Github Actions self-hosted runner on Azure

Brendan Thompson • 10 September 2021 • 11 min read

This guide will take you through steps to deploying a self-hosted Github Actions runner on Azure, using our favorite infrastructure-as-code tool Terraform. Github actions are progressively becoming more and more popular, especially after Travis CI's pricing change. And, to be honest, I think it is an extremely compelling product. Doing CI/CD with Github Actions (GHA) is very straightforward, and easy to use. Another bonus is that the documentation is pretty decent, for the most part.

If you're coming from more enterprisey environments where Jenkins or Azure DevOps are more widely adopted it might take a little bit of time to adapt to the yaml and Docker model used by GHA. But, once you've learnt it, there's no going back!

One thing to note before we get started on this journey is that you can configure Github Actions runners (GHARs) at three levels within Github:

Github Enterprise - runners are scoped to all organisations within the enterprise, or selected organisations
Github Organisation - runners can be scoped to all repositories within the organisation, or just to select ones
Github Repository – the runner is scoped to a single repository

The first two options above the scoping is done via the use of self-hosted runner groups and as the third option is done within a repository itself there is no need for any groups to scope it.

For this post we will however be looking at the second option where we will have a runner group in a Github organisation that is scoped to a repository.

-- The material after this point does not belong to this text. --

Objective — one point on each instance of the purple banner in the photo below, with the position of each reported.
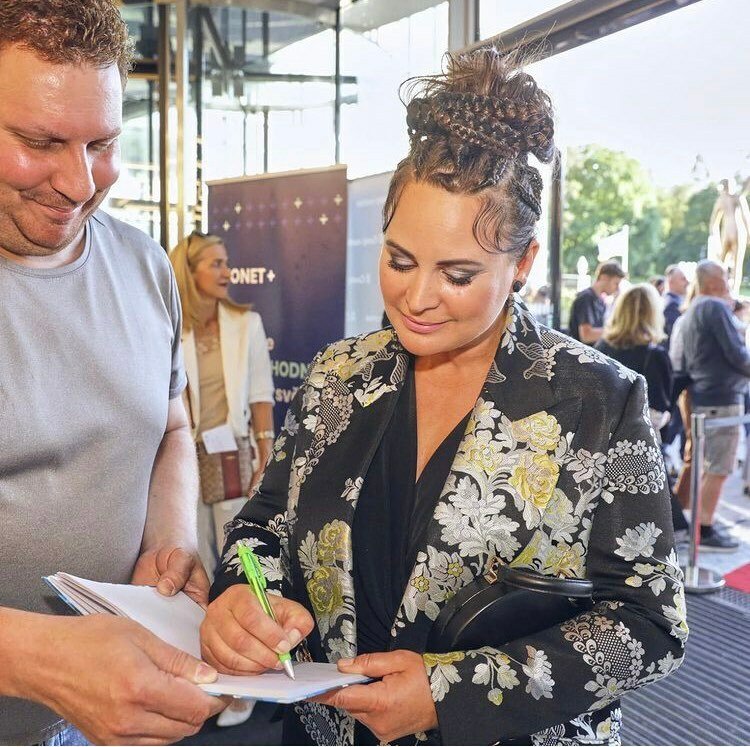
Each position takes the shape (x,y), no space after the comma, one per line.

If you have stumbled upon this post and are not familiar with Github Actions, or its runners let me give you a quick run down.

Github Actions is Github's answer to CI/CD, it allows consumers to build their software solutions, run unit and integration tests, as well as deploy any resulting artifacts to myriad of hosting services. All of this using a simple yaml based configuration language for the workflow files. The steps within a workflow use what Github calls actions, these actions can be JavaScript action, a Docker container action or composite actions.

In summary; a repository can have many workflows and those workflows can have many steps, each one of those steps is an action. A workflow can also use the same action multiple times in different steps.

The runners (what we are talking about in this post) is where the workflows (and the steps) are executed. There are two options for this, the default hosted runners and the self-hosted runners.

Permissions

One important point to talk about is permissions. In order to be able to create a self-hosted runner you will need the following permissions for each scenario described above.

User Repository - requires Owner on the repository
Organisation - requires Owner on the organisation
Organisation Repository - requires Owner on the organisation, or Admin on the repository
Enterprise Account - requires Owner on the enterprise

Runner Group Setup#

The first thing we need to do is setup the runner group within our organisation. This group will allow us to group runners together and scope them either to specific repositories, or to all. Another reason one might utilise a runner group is to demarcate between different environments, or builder types. For instance, you might have a runner group for Windows builds, another for Linux, and one for macOS. This demarcation can also be done using labels, which is also very powerful.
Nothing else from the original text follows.